Given today’s and yesterday’s police-brutality news, the O’Briens’ family-first policy will soon revolve around a First Amendment freedom search. And by search, I mean a journey. What this means is that each member of our family unit (4) will explore or figure out what we individually mean when we say we are all for freedom of expression (speech, press, assembly, association, and expression).

Fred and I will undoubtedly disagree. We reside on opposite sides of the political spectrum. Yet I know this does not mean we will be disagreeable, or even uncivil, in our dinner-time discussions. We’re not shy about searching for core primary values (i.e. substantive values, not due-process ones, like hollow terms such as meritocracy, freedom, liberty, or fairness). No one in this family sees eye-to-eye on fairness, since it depends upon each person’s perspective.

Now, the other two members of our nuclear family will be more reluctant to write it down.

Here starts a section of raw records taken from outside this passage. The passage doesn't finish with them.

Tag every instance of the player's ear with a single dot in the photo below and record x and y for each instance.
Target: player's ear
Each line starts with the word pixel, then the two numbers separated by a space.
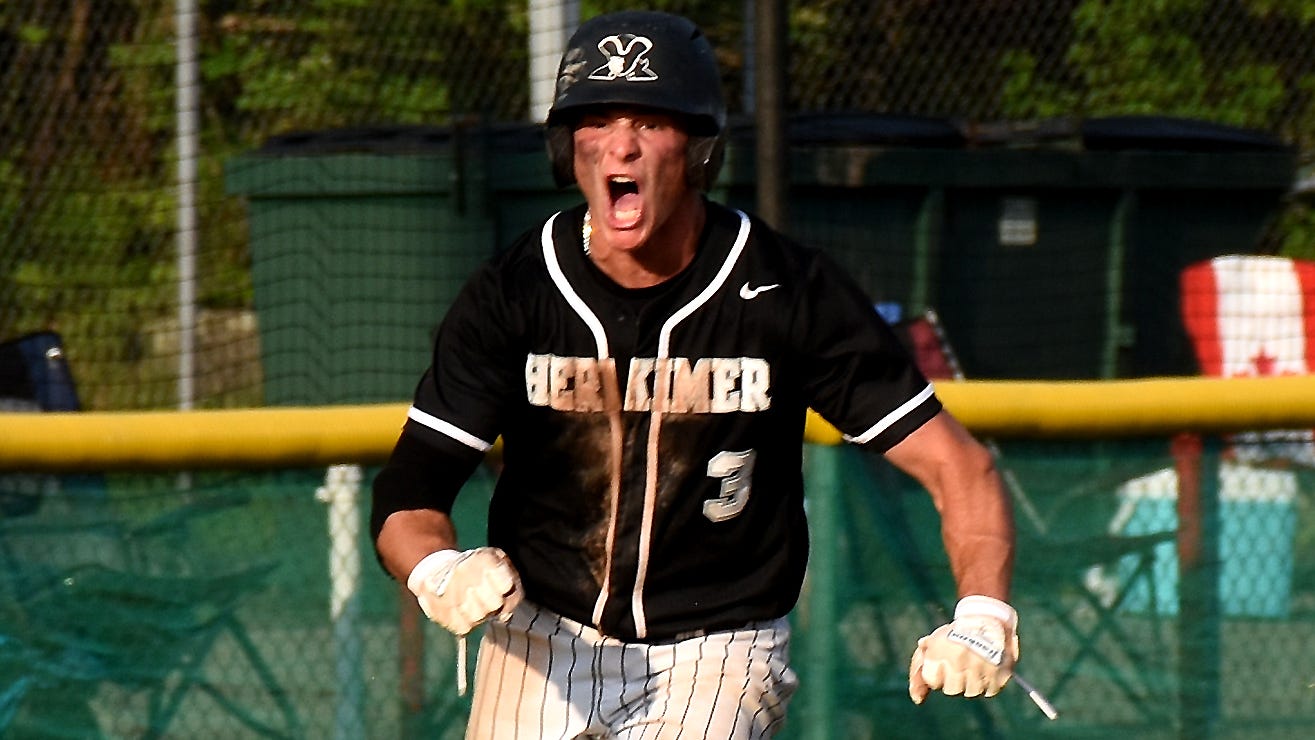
pixel 560 142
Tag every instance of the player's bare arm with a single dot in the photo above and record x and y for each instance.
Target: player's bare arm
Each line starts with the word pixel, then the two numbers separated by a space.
pixel 977 523
pixel 975 653
pixel 408 536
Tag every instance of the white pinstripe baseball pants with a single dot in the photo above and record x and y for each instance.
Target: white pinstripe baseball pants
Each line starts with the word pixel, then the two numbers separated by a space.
pixel 543 676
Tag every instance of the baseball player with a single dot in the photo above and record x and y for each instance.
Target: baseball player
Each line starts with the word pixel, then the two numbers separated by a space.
pixel 647 359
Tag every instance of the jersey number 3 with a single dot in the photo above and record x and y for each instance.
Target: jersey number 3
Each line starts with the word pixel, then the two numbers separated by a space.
pixel 735 469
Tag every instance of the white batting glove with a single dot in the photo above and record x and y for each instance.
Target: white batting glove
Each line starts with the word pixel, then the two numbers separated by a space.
pixel 460 590
pixel 973 655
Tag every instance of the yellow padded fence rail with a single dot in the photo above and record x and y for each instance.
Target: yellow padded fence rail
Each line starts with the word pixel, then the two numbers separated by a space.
pixel 310 437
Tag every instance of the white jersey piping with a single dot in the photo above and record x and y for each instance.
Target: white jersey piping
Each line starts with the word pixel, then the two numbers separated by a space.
pixel 660 391
pixel 600 339
pixel 447 430
pixel 889 419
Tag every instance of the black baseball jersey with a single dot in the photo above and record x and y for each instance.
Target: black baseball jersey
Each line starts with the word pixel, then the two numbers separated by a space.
pixel 652 438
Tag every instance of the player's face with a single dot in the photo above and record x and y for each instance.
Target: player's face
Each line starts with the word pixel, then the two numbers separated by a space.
pixel 630 164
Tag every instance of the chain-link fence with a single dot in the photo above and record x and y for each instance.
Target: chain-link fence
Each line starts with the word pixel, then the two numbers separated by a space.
pixel 145 264
pixel 286 226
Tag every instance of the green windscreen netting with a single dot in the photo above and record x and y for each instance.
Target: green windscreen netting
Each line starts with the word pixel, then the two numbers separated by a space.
pixel 236 605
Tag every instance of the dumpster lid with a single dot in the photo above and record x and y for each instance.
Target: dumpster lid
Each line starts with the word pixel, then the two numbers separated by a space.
pixel 1164 133
pixel 404 139
pixel 888 129
pixel 858 129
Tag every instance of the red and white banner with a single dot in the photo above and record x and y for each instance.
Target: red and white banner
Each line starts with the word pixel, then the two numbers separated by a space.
pixel 1251 316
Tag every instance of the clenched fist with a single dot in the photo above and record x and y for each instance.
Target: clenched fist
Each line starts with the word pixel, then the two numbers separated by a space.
pixel 973 655
pixel 460 590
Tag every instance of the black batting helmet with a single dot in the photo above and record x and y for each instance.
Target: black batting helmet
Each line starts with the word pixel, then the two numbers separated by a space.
pixel 641 58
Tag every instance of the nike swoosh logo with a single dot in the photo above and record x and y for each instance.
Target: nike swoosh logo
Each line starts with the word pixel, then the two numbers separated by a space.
pixel 750 293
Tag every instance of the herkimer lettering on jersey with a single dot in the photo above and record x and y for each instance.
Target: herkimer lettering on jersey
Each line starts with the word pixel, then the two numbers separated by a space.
pixel 706 385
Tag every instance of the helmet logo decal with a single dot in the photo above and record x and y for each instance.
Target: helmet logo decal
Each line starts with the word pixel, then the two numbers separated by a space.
pixel 627 59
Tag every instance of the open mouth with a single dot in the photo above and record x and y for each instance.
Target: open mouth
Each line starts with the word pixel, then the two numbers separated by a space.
pixel 626 204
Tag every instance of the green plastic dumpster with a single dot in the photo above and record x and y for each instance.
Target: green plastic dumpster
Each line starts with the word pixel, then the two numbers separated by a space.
pixel 362 238
pixel 1050 250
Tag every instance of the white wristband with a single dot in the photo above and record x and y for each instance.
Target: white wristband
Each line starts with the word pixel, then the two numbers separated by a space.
pixel 979 605
pixel 430 564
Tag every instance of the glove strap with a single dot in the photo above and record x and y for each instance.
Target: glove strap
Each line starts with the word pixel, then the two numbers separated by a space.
pixel 979 605
pixel 430 564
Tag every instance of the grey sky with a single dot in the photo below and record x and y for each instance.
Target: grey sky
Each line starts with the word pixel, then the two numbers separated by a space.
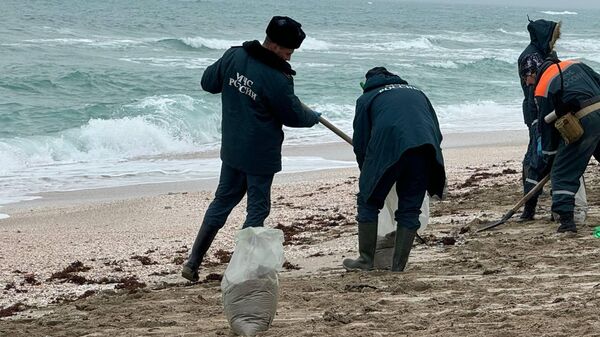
pixel 550 4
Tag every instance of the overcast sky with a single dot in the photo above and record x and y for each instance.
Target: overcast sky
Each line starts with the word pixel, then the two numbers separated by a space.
pixel 556 4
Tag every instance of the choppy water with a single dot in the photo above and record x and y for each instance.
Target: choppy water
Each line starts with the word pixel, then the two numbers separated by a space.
pixel 106 93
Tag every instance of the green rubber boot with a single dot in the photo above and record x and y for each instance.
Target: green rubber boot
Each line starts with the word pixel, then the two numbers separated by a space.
pixel 404 241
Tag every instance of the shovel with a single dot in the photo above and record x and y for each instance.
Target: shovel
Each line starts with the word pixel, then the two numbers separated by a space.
pixel 517 206
pixel 345 137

Being age-appropriate argumentative teens, I suspect, they will not “necessarily” think this is a good dinner-table discussion, and will argue throughout the meal how onerous (and unfair) a demand Fred and I are imposing.

At least it beats my “design your own dystopia” request of a few summers back. Being in Italy at that time, I thought it only fair that the junior members of this nuclear family should think about this topic. After all, they could feel the presence of Antonio Gramsci, Machiavelli, or even the ghost of St. Augustine. Alas, no one followed up on their dinner-table assignments, but we did have a lively discussion about political utopias and dystopias — enough of a discussion to know that we’re leaning more toward the dys- than the u- in these long, hot summer days of 2016’s horrors.